Benedetto XVI ha poi spostato l’attenzione
su un altro ambito, da lui definito “delicato”: la trattazione di eventuali “controversie”
sorte in ambito ecclesiastico, riguardanti singoli ma anche le istituzioni vaticane
in quanto tali, ad esempio un conflitto di competenza tra dicasteri. Al Supremo Tribunale
spetta, ha ribadito il Pontefice, un “servizio di primaria importanza”, cioè quello
di predisporre “strumenti di giustizia” in grado di portare a una “pacifica composizione
delle controversie”, anche attraverso “l’istituzione di uffici o consigli” con questo
compito:
“Se è vero, infatti che l’ingiustizia va affrontata anzitutto
con le armi spirituali della preghiera, della carità, del perdono e della penitenza,
tuttavia non si può escludere, in alcuni casi, l’opportunità e la necessità che essa
sia fronteggiata con gli strumenti processuali.
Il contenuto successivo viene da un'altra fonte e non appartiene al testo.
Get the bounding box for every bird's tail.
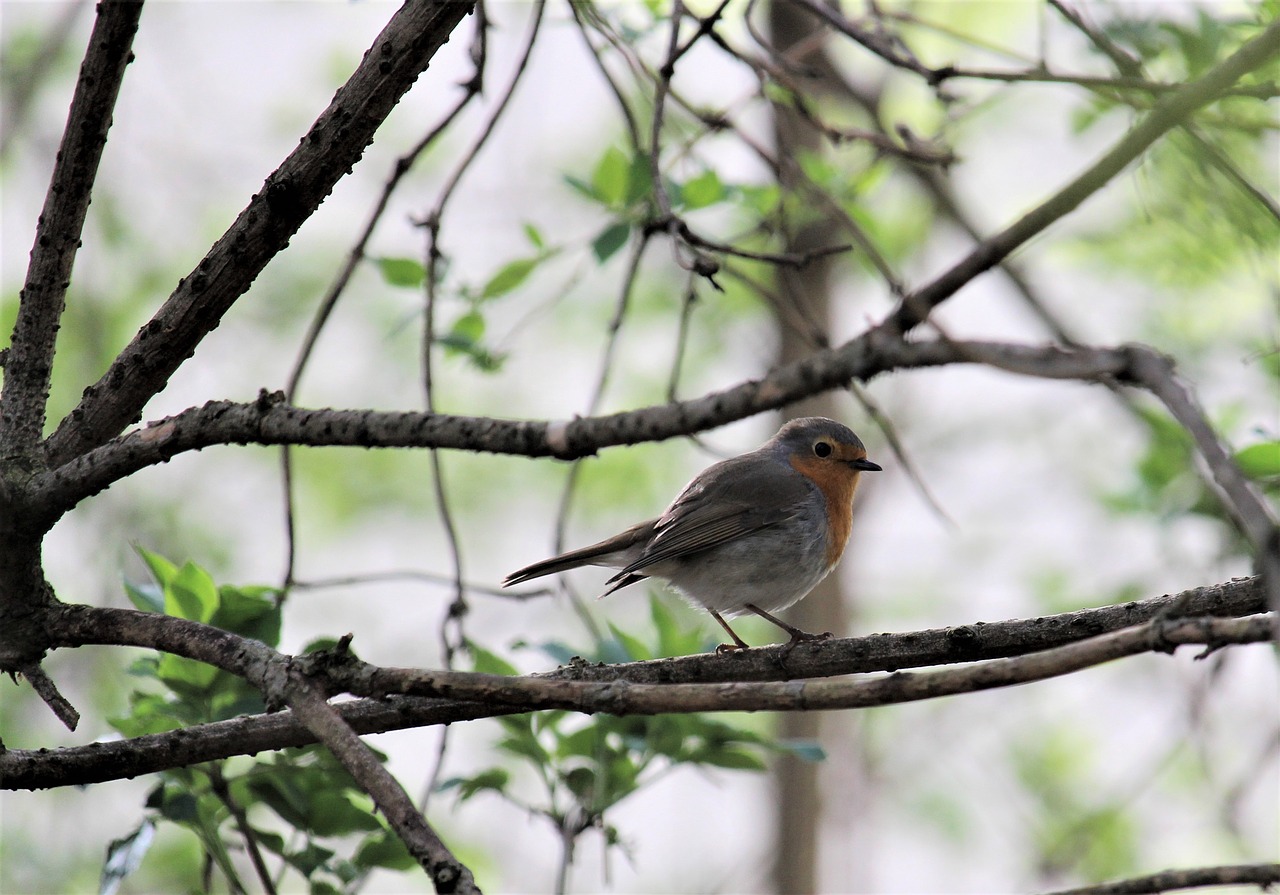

Questi costituiscono, anzitutto, luoghi
di dialogo, che talvolta conducono alla concordia e alla riconciliazione”.
E
qualora, ha proseguito, non sia invece possibile comporre pacificamente tale controversia,
anche lo svolgimento del processo dovrà puntare all’obiettivo più alto, la “ricostituzione
della comunione ecclesiale”, che sola può riportare “un’autentica pace e concordia”:
“Il
faticoso ristabilimento della giustizia è destinato a ricostruire giuste e ordinate
relazioni tra i fedeli e tra loro e l’Autorità ecclesiastica. Infatti la pace interiore
e la volonterosa collaborazione dei fedeli nella missione della Chiesa scaturiscono
dalla ristabilita coscienza di svolgere pienamente la propria vocazione”.